News Categorization using Multinomial Naive Bayes and Logistic Regression

5 minute read

Source

The dataset was taken from : https://www.kaggle.com/uciml/news-aggregator-dataset

This dataset contains headlines, URLs, and categories for 422,937 news stories collected by a web aggregator between March 10th, 2014 and August 10th, 2014.

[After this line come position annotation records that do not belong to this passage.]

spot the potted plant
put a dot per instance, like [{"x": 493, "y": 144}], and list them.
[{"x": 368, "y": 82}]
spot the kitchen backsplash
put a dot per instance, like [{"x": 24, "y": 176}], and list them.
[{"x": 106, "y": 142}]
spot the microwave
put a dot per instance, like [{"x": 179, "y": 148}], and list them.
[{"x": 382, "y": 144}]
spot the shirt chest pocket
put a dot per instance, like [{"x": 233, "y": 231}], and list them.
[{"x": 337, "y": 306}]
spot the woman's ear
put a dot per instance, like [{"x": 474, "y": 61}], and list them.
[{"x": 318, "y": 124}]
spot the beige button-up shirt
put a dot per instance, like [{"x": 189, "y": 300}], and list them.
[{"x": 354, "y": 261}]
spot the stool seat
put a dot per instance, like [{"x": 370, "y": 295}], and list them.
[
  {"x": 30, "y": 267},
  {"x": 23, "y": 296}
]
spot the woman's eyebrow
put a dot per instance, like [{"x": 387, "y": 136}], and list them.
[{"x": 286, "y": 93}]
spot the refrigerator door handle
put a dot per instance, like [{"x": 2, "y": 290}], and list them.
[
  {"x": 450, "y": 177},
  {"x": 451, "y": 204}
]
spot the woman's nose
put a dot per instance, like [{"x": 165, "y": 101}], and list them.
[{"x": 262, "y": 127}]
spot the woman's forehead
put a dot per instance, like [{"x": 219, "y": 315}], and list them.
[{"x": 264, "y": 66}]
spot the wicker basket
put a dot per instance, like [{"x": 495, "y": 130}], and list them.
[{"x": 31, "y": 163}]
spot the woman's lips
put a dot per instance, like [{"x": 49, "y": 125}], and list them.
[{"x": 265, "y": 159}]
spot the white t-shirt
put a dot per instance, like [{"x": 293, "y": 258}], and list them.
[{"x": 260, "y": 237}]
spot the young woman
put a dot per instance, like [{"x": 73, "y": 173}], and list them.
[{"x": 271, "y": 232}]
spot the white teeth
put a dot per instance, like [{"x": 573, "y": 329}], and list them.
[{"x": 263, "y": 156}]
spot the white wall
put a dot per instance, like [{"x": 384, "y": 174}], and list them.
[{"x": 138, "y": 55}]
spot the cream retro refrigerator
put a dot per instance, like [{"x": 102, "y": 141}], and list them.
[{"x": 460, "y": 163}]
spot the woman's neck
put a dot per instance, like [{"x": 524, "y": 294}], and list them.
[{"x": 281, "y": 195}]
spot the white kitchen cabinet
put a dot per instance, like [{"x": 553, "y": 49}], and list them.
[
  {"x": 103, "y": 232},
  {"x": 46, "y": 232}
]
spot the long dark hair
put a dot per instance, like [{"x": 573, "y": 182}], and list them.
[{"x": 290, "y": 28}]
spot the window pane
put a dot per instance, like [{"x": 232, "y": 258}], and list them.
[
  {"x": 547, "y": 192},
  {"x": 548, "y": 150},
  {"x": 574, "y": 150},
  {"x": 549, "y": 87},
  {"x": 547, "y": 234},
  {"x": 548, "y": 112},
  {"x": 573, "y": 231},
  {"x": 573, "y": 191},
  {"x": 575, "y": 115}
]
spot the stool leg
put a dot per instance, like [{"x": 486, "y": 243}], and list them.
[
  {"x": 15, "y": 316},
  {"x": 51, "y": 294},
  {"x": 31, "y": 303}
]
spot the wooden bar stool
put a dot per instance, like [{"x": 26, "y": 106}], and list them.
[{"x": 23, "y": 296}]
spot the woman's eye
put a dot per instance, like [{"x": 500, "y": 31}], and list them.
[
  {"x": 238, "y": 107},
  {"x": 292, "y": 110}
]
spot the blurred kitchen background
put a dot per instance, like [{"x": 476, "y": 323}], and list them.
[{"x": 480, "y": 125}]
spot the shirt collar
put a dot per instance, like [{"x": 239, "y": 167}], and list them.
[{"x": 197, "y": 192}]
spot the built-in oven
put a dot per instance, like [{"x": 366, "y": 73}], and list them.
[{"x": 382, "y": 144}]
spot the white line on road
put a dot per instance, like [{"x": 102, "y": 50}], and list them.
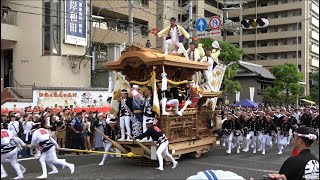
[
  {"x": 26, "y": 159},
  {"x": 236, "y": 167},
  {"x": 216, "y": 157}
]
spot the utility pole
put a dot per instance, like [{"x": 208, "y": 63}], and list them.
[
  {"x": 256, "y": 41},
  {"x": 130, "y": 22},
  {"x": 241, "y": 30},
  {"x": 223, "y": 20},
  {"x": 93, "y": 64},
  {"x": 190, "y": 20}
]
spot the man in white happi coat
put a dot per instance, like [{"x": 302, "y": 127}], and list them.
[
  {"x": 174, "y": 35},
  {"x": 9, "y": 153},
  {"x": 208, "y": 73},
  {"x": 48, "y": 145}
]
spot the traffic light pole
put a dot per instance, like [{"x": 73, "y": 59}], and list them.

News categories included in this dataset include business; science and technology; entertainment; and health. Different news articles that refer to the same news item (e.g., several articles about recently released employment statistics) are also categorized together.

Content

The columns included in this dataset are:

ID : the numeric ID of the article

TITLE : the headline of the article

URL : the URL of the article

PUBLISHER : the publisher of the article

CATEGORY : the category of the news item; one of: – b : business – t : science and technology – e : entertainment – m : health

STORY : alphanumeric ID of the news story that the article discusses

HOSTNAME : hostname where the article was posted

TIMESTAMP : approximate timestamp of the article’s publication, given in Unix time (seconds since midnight on Jan 1, 1970)

Acknowledgments

This dataset comes from the UCI Machine Learning Repository. Any publications that use this data should cite the repository as follows:

Lichman, M. (2013). UCI Machine Learning Repository [http://archive.ics.uci.edu/ml]. Irvine, CA: University of California, School of Information and Computer Science.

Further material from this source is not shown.